I have a recursive DNS setup, PiHole filters everything, and what is left is processed locally via Unbound which in turn, contacts the 13 root nameservers for DNS resolution. I don't use any third party DNS.
Add PiHole/Unbound caching capabilities, surfing on the internet is bloody fast.
Now, they alone cannot block everything like smartTV with hardcoded DNS, DNS-Over-TLS, DNS-Over-HTTPS, etc.
That is where OPNSense comes to play...
I have firewall rules in place that nobody but PiHoles can request name resolution. My Samsung smarTV trying to use Google DNS?? Blocked, PiHole takes over.
Devices trying to use DoT or DoH??? Blocked, PiHoles take over.
You can create dynamic firewall rule with OPNSense so it will only block 443 and 853 if the host match the list which is updated diary.

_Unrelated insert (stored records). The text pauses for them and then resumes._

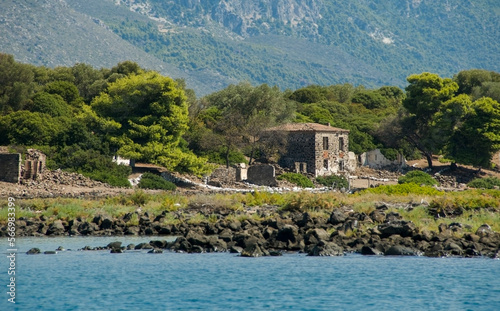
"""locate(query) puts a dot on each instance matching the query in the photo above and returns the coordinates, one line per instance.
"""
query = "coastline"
(344, 231)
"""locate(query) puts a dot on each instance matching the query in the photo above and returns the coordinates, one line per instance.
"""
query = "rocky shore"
(344, 231)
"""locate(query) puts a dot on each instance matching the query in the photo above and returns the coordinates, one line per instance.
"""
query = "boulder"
(288, 233)
(56, 228)
(253, 251)
(484, 230)
(400, 250)
(401, 227)
(155, 251)
(143, 246)
(337, 217)
(33, 251)
(314, 236)
(116, 244)
(367, 250)
(326, 249)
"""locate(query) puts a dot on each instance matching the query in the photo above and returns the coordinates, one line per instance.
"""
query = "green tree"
(153, 115)
(67, 90)
(51, 104)
(370, 99)
(425, 95)
(29, 128)
(239, 114)
(16, 84)
(476, 133)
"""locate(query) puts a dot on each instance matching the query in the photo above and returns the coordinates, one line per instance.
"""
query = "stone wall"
(300, 153)
(10, 167)
(262, 175)
(331, 153)
(34, 165)
(375, 159)
(317, 153)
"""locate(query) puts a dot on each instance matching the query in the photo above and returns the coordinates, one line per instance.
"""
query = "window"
(303, 167)
(325, 143)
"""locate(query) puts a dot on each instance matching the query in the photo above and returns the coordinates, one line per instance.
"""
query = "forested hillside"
(81, 117)
(288, 43)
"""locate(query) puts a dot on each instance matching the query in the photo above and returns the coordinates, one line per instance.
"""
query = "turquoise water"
(98, 280)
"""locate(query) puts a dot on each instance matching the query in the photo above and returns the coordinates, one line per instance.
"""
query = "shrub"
(485, 183)
(417, 177)
(403, 189)
(139, 198)
(334, 181)
(298, 179)
(152, 181)
(304, 201)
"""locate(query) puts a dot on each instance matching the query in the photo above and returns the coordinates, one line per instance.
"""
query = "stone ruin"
(12, 171)
(34, 164)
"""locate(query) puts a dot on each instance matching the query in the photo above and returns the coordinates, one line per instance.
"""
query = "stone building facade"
(315, 149)
(10, 167)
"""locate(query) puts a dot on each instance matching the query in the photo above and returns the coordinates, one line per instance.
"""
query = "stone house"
(376, 159)
(316, 149)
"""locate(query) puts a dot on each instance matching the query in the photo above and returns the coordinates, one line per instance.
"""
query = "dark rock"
(306, 221)
(106, 223)
(196, 249)
(366, 250)
(402, 228)
(56, 228)
(314, 236)
(226, 235)
(377, 216)
(400, 250)
(33, 251)
(442, 227)
(275, 253)
(288, 233)
(252, 251)
(181, 244)
(337, 217)
(132, 230)
(453, 248)
(143, 246)
(159, 244)
(235, 225)
(116, 244)
(155, 251)
(392, 216)
(195, 238)
(235, 249)
(484, 230)
(326, 249)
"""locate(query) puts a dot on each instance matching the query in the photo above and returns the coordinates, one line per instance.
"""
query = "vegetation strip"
(258, 224)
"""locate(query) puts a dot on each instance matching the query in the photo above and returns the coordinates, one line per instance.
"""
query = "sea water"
(137, 280)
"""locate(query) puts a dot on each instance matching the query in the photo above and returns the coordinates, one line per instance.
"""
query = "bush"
(485, 183)
(417, 177)
(152, 181)
(298, 179)
(403, 189)
(334, 181)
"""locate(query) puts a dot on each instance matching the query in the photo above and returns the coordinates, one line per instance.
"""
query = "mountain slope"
(51, 33)
(289, 43)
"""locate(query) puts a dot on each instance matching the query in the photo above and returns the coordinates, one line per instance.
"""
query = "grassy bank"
(426, 207)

To make everything even better, OPNSense firewall makes sure no IoT can access the local network but I can access them like wireless printer, etc, and if I need to access anything while on road like my cat's cam or my Voron 3D printer camera, WireGuard VPN makes sure of that. No VPN equals no network access.
It is just me and my devices, at the time of this writing:
* Domains on List: 500k
* Total queries: 43k
* Queries Blocked: 17k
* Percentage Blocked: 39%
I run GrapheneOS on my Pixel phone and very limited apps, I prefer web version. The apps themselves are fully controller and 99% of the access blocked. That is why I have a fairly low numbers after purging all the logs a few days ago.
How? I can see you only allowing some ports through the firewall, but presumably TCP 443 is one of those. According to Cloudflare [0] DoH uses that. What if Samsung uses that, or figures DoT on port 443 works better? Do you only allow specific destinations for these devices?
I actually use a similar setup, only I removed pihole and just use some lists in my opnsense's unbound (didn't notice much difference).
My "smart" TV is pretty awful, so it's just unplugged (which makes it dumb, so now I love it). I've tried putting it on a dedicated VLAN with no internet access so I could try using the built-in Chromecast functionality – didn't have much luck. I've set up the mDNS repeater and allowed ports through, but that doesn't seem enough.
[0] https://developers.cloudflare.com/1.1.1.1/encryption/dns-ove...
Like you said, you cannot just block 443, the dynamic firewall uses a public list, which contains all the public DNS known to man ( the last bit was just to sound a little dramatic haha )
So OPNSense will block anything within that list in both 443 and 853.
So my Samsung QLED TV can no longer use Google:443 for DNS resolution. OPNSense blocks it and redirect it to PiHole, a NAT is also required to avoid devices getting mad.
I didn't pay a kidney for that smartTV back in 2019 to make it dumb, when it is on, PiHole logs goes brrrrrrrr
It is also one of the reason why my whole network was going down, it was making too much request exhausting PiHole 150 concurrent DNS requests, there is a flag to increase that and no more issues.
Google:443: DNS request only, not actual 443 request gets blocked
Cloudflare:443: DNS request only, no actual 443 request gets blocked
etc etc Read that blog I shared to understand it.
If I run a dig google.com @8.8.8.8, PiHole terminal shows the request
If I run 8.8.8.8:443 on the browser, OPNSense firewall log shows access denied, the same msg when my TV turns on or my Home Assistant goes on.
DoT on 853 is simple to block on its own, no much secret there.
https://raw.githubusercontent.com/dibdot/DoH-IP-blocklists/r... https://raw.githubusercontent.com/dibdot/DoH-IP-blocklists/r...
As an alternative, has someone tried running http/s proxy on the firewall and blocking the rest of client HTTPS (except maybe for whitelist devices)?
I want to know how to become a Pollack painting.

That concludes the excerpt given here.